SOX11, SOX10 and MITF Gene Interaction: A Possible Diagnostic Tool in Malignant Melanoma

Abstract

Malignant melanoma (MM) is a highly heterogenic tumor whose histological diagnosis might be difficult. This study aimed to investigate the diagnostic and prognostic utility of the conventional pan-melanoma cocktail members (HMB-45, melan-A and tyrosinase), in conjunction with SOX10 and SOX11 immunohistochemical (IHC) expression. In 105 consecutive cases of MMs and 44 of naevi, the IHC examination was performed using the five-abovementioned markers, along with microphthalmia transcription factor (MITF), S100, and Ki67. Correlation with the clinicopathological factors and a long-term follow-up was also done. Survival analysis was performed with Kaplan-Meier curves and compared with TCGA public datasets. None of the 44 naevi expressed SOX11, but its positivity was seen in 52 MMs (49.52%), being directly correlated with lymphovascular invasion, the Ki67 index, and SOX10 expression. HMB-45, SOX10, and tyrosinase, but not melan-A, proved to differentiate the naevi from MMs successfully, with high specificity. Triple MITF/SOX10/SOX11 co-expression was seen in 9 out of 15 negative conventional pan-melanoma-cocktail cases. The independent prognostic value was proved for the conventional pan-melanoma cocktail (triple positivity for HMB-45, melan-A, and tyrosinase) and, independently for HMB-45 and tyrosinase, but not for melan-A, SOX10, or SOX11. As consequence, to differentiate MMs from benign naevi, melan-A should be substituted by SOX10 in the conventional cocktail. Although the conventional pan-melanoma cocktail, along with S100 can be used for the identification of melanocytic origin of tumor cells and predicting prognosis of MMs, the conventional-adapted cocktail (triple positivity for HMB-45, SOX10, and tyrosinase) has a slightly higher diagnostic specificity. SOX11 can be added to identify the aggressive MMs with risk for lymphatic dissemination and the presence of circulating tumor cells.

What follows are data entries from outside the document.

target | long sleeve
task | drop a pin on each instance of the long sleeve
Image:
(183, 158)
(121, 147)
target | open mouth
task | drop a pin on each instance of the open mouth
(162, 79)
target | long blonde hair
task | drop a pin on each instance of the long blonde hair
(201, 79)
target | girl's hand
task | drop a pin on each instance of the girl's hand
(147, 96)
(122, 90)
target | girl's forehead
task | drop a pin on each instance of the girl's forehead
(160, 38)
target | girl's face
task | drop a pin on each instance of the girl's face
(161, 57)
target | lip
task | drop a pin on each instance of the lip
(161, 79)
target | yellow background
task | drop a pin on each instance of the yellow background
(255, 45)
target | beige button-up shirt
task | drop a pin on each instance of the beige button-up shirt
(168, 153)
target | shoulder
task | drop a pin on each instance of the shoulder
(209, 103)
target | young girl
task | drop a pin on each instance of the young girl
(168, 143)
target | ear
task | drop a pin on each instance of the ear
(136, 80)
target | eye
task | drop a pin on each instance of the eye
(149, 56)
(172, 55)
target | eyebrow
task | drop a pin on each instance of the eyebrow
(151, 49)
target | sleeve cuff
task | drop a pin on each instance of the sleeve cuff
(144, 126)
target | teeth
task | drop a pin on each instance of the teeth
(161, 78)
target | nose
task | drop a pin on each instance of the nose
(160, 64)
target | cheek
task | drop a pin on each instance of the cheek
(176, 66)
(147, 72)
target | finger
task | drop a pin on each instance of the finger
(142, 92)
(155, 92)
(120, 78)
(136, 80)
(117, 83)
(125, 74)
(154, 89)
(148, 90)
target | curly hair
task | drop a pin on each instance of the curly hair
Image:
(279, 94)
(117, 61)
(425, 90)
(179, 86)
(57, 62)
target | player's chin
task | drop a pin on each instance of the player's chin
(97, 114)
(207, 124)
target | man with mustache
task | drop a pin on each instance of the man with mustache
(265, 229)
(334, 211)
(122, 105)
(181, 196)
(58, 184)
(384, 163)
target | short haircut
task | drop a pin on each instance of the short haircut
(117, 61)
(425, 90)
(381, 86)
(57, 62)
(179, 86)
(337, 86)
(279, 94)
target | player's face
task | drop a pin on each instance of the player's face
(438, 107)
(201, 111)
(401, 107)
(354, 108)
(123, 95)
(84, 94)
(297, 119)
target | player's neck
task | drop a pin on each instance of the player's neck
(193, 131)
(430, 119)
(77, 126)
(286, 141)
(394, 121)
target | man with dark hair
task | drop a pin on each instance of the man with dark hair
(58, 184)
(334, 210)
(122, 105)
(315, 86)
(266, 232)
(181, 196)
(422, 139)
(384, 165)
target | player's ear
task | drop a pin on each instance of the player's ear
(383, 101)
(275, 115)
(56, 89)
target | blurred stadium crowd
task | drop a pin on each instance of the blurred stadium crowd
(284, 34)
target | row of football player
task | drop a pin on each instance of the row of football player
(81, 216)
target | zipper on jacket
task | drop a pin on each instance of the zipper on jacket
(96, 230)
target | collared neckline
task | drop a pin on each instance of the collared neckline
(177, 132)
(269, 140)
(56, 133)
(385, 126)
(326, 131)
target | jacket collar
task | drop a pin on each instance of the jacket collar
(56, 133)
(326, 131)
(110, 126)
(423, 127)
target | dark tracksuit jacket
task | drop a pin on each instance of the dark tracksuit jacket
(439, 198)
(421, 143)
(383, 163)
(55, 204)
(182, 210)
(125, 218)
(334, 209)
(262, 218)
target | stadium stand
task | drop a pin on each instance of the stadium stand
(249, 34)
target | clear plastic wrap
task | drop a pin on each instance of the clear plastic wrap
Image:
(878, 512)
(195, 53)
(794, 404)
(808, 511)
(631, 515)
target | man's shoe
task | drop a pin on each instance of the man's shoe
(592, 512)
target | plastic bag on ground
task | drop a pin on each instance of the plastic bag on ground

Keywords: MITF; SOX10; SOX11; immunohistochemistry; melanoma cocktail; survival.

Figure A1

The mRNA expression profile across all tumor samples and paired normal tissue generate using Gene Expression Profiling Interactive Analysis project (GEPIA), (A) SOX11, (B) MITF, and (C) SOX10.

Figure 1

Immunohistochemical profile of naevi (left columns) vs. malignant melanomas (right columns), highlighted with Red Magenta Substrate Chromogen. HMB-45 can mark both naevi (A) and melanoma cells (B), same as melan-A (C,D), tyrosinase (E,F), microphthalmia transcription factor (MITF) (G,H) and SOX10 (I,J). No immunoreactivity is observed for SOX11 in naevi (K), but melanomas can present nuclear stain (L).

Figure 2

In skin cutaneous melanomas, the Venn diagram shows interaction between conventional pan-melanoma cocktail (triple positivity for HMB-45/melan-A/tyrosinase), SOX11, SOX10, and MITF.

Figure 3

SOX11 SOX10, and MITF gene interaction generated using miRNET emphasizes direct interaction with miR-101-3p and miR-145-5p. Figure legend: Yellow circle: Gene; green circle: Transcription factor (TF); and blue square: miRNA.

Figure 4

Univariate Kaplan–Meier survival analysis shows independent prognostic value for both (D) conventional pan-melanoma cocktail (triple positivity for HMB-45/melan-A/tyrosinase) and (E) conventional-adapted cocktail (triple positivity for HMB-45/SOX10/tyrosinase) and, independently, for (A) HMB-45 and (C) tyrosinase, but not for (B) melan-A.

Figure 5

In the present cohort (1), univariate Kaplan–Meier survival analysis did not sustain the independent prognostic value of (A) SOX11, (B) SOX10, (C) MITF, or (D) co-expression of SOX11, SOX10, and MITF. In cutaneous melanomas, the TCGA dataset, which was examined using GEPIA (2), also inform the independent prognostic value of these factors (E) SOX11, (F) SOX10 and (H) co-expression of SOX11, SOX10, and MITF, except the (G) MITF gene signature.